INTERSPEECH 2006 - ICSLP
In speech enhancement, it is generally assumed that if you can update your noise estimate on a frame-by-frame basis, you should achieve the highest level of enhancement performance. However, for many noise types and environmental conditions, it is not necessary to perform an update on a frame-by-frame basis to achieve superior performance if the noise structure does not change rapidly. For applications where compute/memory resources are limited, better overall speech performance could be achieved if a more reasonable update rate is estimated so that available compute/memory resources could be made available to the enhancement algorithm itself.

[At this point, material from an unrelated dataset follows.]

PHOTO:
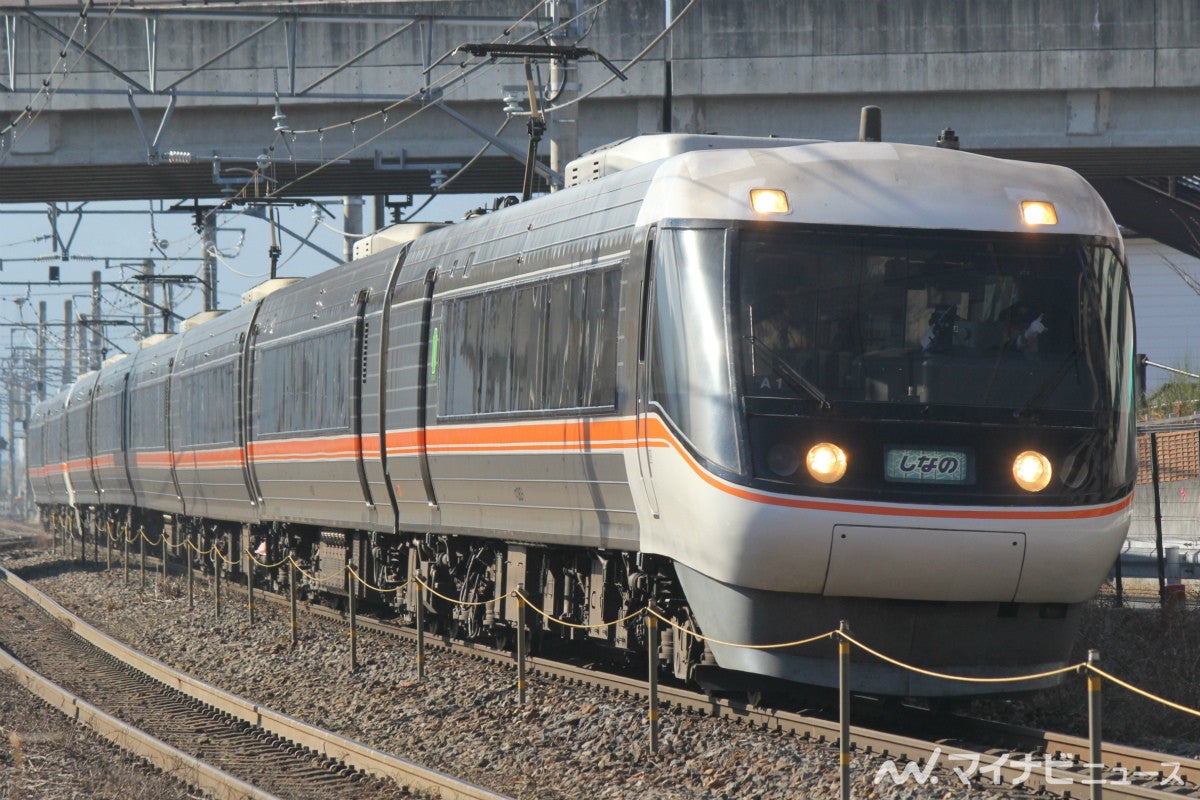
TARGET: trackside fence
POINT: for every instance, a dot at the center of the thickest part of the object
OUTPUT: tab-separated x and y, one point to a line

In this study, we propose a framework to model the noise structure with the goal of determining the best update rate required to achieve a given quality for speech enhancement. Speech systems generally develop specialized solutions for noise which are unique to each application (i.e., recognition, speaker ID, enhancement etc.). Here we propose a model to predict the noise update rate required to achieve a given quality for enhancement. We evaluate the algorithm across a corpus of four noise types under different levels of degradation. The error between the mean observed and the mean predicted Itakuta-Saito (IS) values of quality are typically between 0.06 to 1.78 IS for our model selected noise frame update rate of 1 frame every 5 frames using the Log-MMSE enhancement scheme. Finally we consider mobile and resource limited applications where such a framework would be useful.
Bibliographic reference. Krishnamurthy, Nitish / Hansen, John H. L. (2006): "Noise update modeling for speech enhancement: when do we do enough?", In INTERSPEECH-2006, paper 1396-Tue3FoP.6.